Volkswagen Automotive Innovation Lab

Where German engineering meets American ingenuity.

Volkswagen Group of America and Stanford University’s School of Engineering welcomed German Chancellor and former physicist Angela Merkel on April 16, 2010, for the formal dedication of the Volkswagen Automotive Innovation Laboratory (VAIL) on the Stanford campus.

VAIL building at dusk

Volkswagen Automotive Innovation Lab at duskStanford University campus

At the event, students and engineers demonstrated Junior 2 — the most current iteration of the autonomous vehicle designed by the university and Volkswagen. Used in the Urban Challenge competition sponsored by the Defense Advanced Research Projects Agency, the first “Junior” came in second. It can detect pedestrians, bicyclists and traffic signals, all while obeying traffic rules and driving itself around.

The Volkswagen Group’s $5.75 million commitment to VAIL includes $2 million for building construction and another $750,000 a year for five years to fund research and teaching activities. We believe vibrant public-private partnerships like this are critical to a sustainable economic future for America.

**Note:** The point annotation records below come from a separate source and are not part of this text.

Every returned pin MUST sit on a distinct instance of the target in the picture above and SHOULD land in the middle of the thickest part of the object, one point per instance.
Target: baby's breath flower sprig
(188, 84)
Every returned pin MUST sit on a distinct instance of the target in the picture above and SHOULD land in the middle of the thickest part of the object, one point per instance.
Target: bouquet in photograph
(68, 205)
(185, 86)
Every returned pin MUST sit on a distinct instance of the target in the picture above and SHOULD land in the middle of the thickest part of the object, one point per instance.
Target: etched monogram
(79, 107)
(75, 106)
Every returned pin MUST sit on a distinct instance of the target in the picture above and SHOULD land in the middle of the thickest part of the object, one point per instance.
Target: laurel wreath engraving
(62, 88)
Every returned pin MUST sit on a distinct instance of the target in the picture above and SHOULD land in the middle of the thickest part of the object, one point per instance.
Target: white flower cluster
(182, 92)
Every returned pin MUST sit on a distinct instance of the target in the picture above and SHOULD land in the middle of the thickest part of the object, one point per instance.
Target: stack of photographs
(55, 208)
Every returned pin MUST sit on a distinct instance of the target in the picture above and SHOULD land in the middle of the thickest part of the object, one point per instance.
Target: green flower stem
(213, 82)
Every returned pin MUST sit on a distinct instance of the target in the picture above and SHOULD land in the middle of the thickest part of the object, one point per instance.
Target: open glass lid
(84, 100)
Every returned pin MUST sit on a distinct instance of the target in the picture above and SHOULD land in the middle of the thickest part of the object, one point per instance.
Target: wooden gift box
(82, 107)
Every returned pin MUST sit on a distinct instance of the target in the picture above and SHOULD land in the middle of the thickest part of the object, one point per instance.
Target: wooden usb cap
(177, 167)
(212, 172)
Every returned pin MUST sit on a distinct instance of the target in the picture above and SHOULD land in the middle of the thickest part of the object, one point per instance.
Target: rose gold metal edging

Our research and development facilities are at home in the heart of California’s electronics corridor where we already have some of the brightest minds working to change the way we think of mobility at our Electronics Research Laboratory, founded in 1998.

Automotive innovations from our research labs include driver assisted technologies and communication tools that help drivers stay safer behind the wheel, such as Apple iPhone integration, 3D graphics, speech recognition and LED headlights.